慕云州端着那汤盅,装着很难喝的样子将一盅汤水全喝光。
春花等人看着得皱眉,感觉自己喝上了莲心汤似的。
王爷厉害啊,这都能喝。
孙幼渔眼看着他忍着将一盅莲心汤都喝了,不禁开始怀疑自己的自觉。
莫非她冤枉了他?
要不就是他太能忍。
孙幼渔憋着一肚子疑问吃了这顿饭,回到清漪院,左思右想不对。
慕云州一直有吃太医开的药,可每次都吃得很抗拒,他是怕苦的。
他能皱着眉头喝完那一盅比中药不苦的莲心汤,她怎么就不信呢?
想来想去,她将春花叫来。
第164章
“去将装莲心汤的汤盅拿来,快点儿去,不要让他们洗了。”
“是。”
春花满腹疑虑的去厨房将快被洗掉的汤盅抢来。
孙幼渔捻起一根粘在汤盅上的莲心放在嘴里,苦得她直吐。
这确实是莲心呐,他是真的喝了。
这下容不得她怀疑。
“拿走吧。”
“是。”
飞元看着春花又将那汤盅拿回厨房,顿时松了口气。
幸好王爷聪明,将后路都想好了。
若是让王妃晓得他偷梁换柱,肯定不会放过他。
“王爷,王妃心眼子真多,这下应该打消疑虑了吧。”
慕云州淡淡的道:“没这么简单,她定还会试探本王。你给我小心点儿,凡事多长个心眼。”
“是,王爷。”
飞元心想这对父女可真难对付,王妃的心眼儿子一点儿不比孙相少。
孙幼渔不动声色的又解决了两个眼线,寻了个错处,调去了不重要的地方。
又较弱的安排了自己的人进府,美名其曰她用上自己的人顺手。
她的人和王府原本就有的老人隔三岔五发生冲突,孙幼渔每次都偏帮自己人,气得那些人牙痒痒。

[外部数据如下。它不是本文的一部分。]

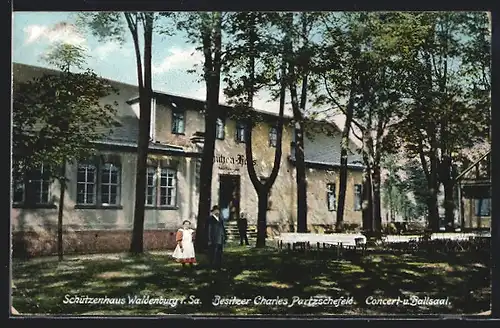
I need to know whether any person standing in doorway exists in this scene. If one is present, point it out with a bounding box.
[229,191,239,220]
[238,212,250,246]
[207,205,226,270]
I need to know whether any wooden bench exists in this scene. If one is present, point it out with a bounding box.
[277,233,366,255]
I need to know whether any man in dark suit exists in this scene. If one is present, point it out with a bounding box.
[238,212,249,246]
[207,206,226,269]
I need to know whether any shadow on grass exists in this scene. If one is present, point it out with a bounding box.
[13,247,491,315]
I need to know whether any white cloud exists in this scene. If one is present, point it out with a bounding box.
[24,23,86,46]
[92,41,130,60]
[153,47,203,74]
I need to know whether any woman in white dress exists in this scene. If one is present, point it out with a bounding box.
[172,220,196,267]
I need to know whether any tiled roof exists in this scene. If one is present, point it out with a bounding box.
[13,63,362,167]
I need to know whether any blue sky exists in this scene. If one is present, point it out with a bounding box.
[13,12,218,99]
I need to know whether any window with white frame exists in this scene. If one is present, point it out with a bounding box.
[101,163,120,205]
[475,198,491,216]
[12,172,25,204]
[354,184,363,211]
[215,118,226,140]
[269,126,278,147]
[146,166,177,207]
[326,183,337,211]
[76,163,97,205]
[260,177,273,210]
[236,122,246,143]
[76,160,121,206]
[172,110,184,134]
[12,165,51,205]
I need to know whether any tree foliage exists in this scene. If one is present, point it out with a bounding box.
[12,45,117,178]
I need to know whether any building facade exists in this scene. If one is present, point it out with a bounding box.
[11,64,363,255]
[458,152,491,231]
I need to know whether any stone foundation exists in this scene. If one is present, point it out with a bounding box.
[12,230,180,258]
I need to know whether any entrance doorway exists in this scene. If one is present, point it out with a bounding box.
[219,174,240,220]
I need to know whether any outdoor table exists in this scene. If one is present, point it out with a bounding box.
[278,233,366,254]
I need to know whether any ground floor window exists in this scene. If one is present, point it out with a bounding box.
[260,177,273,210]
[354,184,363,211]
[476,198,491,216]
[326,183,337,211]
[12,165,51,205]
[76,156,121,206]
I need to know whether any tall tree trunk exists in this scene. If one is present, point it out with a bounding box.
[441,155,455,231]
[361,168,373,236]
[427,159,440,232]
[245,22,286,248]
[195,12,222,251]
[372,164,382,234]
[130,13,154,254]
[57,162,66,261]
[285,13,307,232]
[255,192,269,248]
[335,89,354,232]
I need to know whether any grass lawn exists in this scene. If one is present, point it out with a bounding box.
[12,246,491,315]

可有什么办法?新进的夫人偏心自己娘家带来的人,这是很正常的。
若是男主人当家,还能收敛着些,可清王府的男主人是傻子,还不由着他想怎么样就怎么样?
皇上几个眼线接连出事,让他很不爽快。
可他一个做皇兄的,也不好管到兄弟内宅去,只能撺掇皇后去管。
皇后心里苦哇,心道这种事你不好管,我又好管么?
要说命妇在外失德,她这个皇后将人家叫来说几句就罢了。
人家管理自己府中下人,她一个做皇后的还去给下人出头,不得让人笑掉大牙。
可皇帝交代的任务她又不得不做,只能硬着头皮宣孙幼渔进宫。
“渔儿见过皇嫂,给皇嫂请安。”
“起来吧,渔过,坐到本宫身边来。”
“是,皇嫂。”
孙幼渔乖巧的坐到皇后身边。
皇后张了张嘴,觉得有些尴尬。
但还是硬着头皮开了口。
“渔儿不是外人,本宫就有话直说了。叫你来呢,是因为听说你在清王府中横行霸道,纵容你从娘家带来的人欺负小九身边的人,可是?”

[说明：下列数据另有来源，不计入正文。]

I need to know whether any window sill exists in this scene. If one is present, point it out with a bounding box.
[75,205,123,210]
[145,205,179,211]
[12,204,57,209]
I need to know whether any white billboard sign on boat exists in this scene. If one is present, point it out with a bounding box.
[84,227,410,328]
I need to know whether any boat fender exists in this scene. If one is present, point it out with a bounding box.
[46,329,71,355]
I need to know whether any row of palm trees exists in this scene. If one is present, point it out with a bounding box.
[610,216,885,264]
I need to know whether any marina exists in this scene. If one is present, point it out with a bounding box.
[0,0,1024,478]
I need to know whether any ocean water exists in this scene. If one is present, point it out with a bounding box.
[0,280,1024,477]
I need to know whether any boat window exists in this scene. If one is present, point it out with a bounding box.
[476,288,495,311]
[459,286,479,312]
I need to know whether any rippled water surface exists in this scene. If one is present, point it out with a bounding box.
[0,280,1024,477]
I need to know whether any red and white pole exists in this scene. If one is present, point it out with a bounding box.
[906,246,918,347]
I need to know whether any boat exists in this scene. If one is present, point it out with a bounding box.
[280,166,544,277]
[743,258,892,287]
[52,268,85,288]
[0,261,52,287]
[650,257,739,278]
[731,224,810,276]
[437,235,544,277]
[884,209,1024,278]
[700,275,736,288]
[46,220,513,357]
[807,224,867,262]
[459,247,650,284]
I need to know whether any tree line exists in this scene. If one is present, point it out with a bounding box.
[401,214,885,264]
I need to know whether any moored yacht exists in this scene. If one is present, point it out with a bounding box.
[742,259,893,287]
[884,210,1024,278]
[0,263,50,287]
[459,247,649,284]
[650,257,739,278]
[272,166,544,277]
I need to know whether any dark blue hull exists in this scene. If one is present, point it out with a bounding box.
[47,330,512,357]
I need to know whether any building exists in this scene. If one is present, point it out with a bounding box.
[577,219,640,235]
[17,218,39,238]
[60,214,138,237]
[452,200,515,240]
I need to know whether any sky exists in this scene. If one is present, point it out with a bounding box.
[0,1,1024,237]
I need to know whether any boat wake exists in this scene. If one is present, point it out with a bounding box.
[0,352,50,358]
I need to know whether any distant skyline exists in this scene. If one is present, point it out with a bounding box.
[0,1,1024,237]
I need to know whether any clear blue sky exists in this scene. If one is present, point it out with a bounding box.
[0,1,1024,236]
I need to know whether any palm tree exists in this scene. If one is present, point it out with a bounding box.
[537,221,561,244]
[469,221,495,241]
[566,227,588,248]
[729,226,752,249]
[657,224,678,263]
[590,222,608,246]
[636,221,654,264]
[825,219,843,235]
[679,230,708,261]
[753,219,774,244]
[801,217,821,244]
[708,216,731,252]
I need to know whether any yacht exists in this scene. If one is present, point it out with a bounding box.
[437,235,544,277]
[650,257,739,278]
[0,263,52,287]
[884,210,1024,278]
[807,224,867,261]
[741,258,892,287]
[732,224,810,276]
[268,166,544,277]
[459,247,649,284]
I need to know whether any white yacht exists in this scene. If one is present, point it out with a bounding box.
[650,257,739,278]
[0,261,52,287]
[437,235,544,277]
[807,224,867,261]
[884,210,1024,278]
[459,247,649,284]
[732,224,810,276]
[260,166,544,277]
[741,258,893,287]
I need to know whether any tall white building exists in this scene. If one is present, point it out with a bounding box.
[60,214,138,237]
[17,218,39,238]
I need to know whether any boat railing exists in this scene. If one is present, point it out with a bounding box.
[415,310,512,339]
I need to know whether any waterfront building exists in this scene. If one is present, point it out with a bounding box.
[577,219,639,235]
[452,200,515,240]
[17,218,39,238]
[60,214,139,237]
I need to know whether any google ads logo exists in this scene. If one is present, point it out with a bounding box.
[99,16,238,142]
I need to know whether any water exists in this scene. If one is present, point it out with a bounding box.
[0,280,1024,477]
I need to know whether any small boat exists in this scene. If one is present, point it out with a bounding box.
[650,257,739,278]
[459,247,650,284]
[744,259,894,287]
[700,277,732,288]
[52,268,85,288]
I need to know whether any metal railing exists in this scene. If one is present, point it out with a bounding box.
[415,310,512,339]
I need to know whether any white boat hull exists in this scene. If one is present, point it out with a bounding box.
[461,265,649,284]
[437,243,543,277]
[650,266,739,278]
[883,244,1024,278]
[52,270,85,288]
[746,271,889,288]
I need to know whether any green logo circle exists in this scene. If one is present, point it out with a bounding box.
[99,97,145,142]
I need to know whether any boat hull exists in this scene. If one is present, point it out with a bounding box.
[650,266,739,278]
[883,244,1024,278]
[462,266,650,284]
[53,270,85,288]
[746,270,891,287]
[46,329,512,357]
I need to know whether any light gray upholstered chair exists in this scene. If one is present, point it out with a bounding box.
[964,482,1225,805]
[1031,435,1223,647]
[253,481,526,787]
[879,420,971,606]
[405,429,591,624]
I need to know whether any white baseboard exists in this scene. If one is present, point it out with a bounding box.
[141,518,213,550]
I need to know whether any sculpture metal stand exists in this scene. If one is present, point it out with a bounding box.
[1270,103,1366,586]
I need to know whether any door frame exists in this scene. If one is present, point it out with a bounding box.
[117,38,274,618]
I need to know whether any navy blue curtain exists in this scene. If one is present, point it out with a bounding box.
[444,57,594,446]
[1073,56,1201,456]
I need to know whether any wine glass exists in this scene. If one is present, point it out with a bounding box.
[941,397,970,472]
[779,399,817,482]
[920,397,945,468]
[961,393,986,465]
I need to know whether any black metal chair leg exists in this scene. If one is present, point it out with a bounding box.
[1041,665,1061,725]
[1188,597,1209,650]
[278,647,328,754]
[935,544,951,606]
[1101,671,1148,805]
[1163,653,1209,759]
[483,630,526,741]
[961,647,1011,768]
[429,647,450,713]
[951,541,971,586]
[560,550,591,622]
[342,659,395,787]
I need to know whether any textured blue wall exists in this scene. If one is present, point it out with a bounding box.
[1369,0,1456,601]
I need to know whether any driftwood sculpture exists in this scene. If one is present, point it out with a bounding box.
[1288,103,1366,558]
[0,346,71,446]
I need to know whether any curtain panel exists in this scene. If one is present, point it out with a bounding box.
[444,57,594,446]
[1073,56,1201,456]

孙幼渔大惊失色,“皇嫂,渔儿冤枉呐,渔儿怎么会偏帮自己的人呢,渔儿管理下人一向秉公办事,反倒是因为那些人是王府原本就有的老人,怕人家说我欺负了他们,评判对错时一向偏袒他们。好几个原本可以发卖的,渔儿都忍了,只是将她们调去了别处。若是我自己的人,我早将那几个刁奴卖了。”
“哦?竟有这事?”
“是啊,他们是看清王傻,根本不将他放在眼里,自己在府中做起了主子。皇嫂,您说我若是没进清王府就罢了,清王府的下人怎么着我也管不着。可我进了清王府,我怎么能容忍他们不将主子放在眼里?”
皇后想着这种事还是极有可能发生的,主子是傻子,关起门来,那刁奴不欺负主子才怪。
于是她又问道:“不知他们做了什么?”
孙幼渔道:“就拿那陆嬷嬷来说,原本是伺候在清王身侧的管事嬷嬷,我进府第一晚就感觉她气势凌人,拿自己当主子,同我说话都是安排的语气,知道的她是下人,不知道的还是以她是当家婆母呢。”
孙幼渔将洞房那晚发生的事告诉了皇后,那陆嬷嬷还说盖头不掀了,她来帮清王掀。